Speaking to The Inquirer, NVIDIA Tesla GM Sumit Gupta revealed that eye popping figures of speed ups of 100x to 200x achieved with GPGPU computing were not because of the sheer power provided by GPUs but because the original code was poorly optimized. Gupta admits the actual speed up is between 5x to 10x, and in some cases only 2x.
Gupta said, "Most of the time when you saw the 100x, 200x and larger numbers those came from universities. Nvidia may have taken university work and shown it and it has an 100x on it, but really most of those gains came from academic work. Typically we find when you investigate why someone got 100x [speed up] is because they didn't have good CPU code to begin with. When you investigate why they didn't have good CPU code you find that typically they are domain scienctists not computer science guys - biologists, chemists, physics - and they wrote some C code and it wasn't good on the CPU. It turns out most of those people find it easier to code in CUDA C or CUDA Fortran than they do to use MPI or Pthreads to go to multi-core CPUs, so CUDA programming for a GPU is easier than multi-core CPU programming."
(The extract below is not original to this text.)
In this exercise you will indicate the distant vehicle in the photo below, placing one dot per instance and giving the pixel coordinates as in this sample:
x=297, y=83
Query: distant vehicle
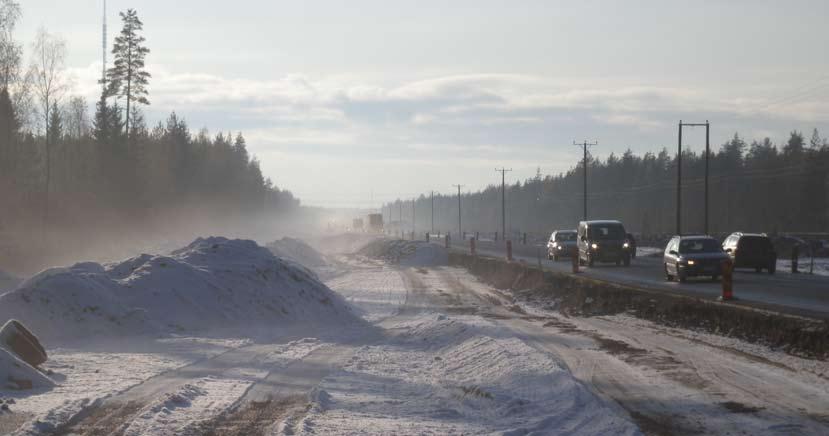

According to Gupta, those users that have optimised their code to squeeze most of the performance out of the CPU can get somewhat more sedate performance gains. "Most people we find who have optimised CPU code, and really you'll only find optimised CPU code in the HPC world, get between 5x to 10x speed up, that's the average speed up that people get. In some cases it's even less, we've seen people getting speed ups of 2X but they are delighted with 2x because there is no way for them to get a sustainable 2X speed up from where they are today," said Gupta.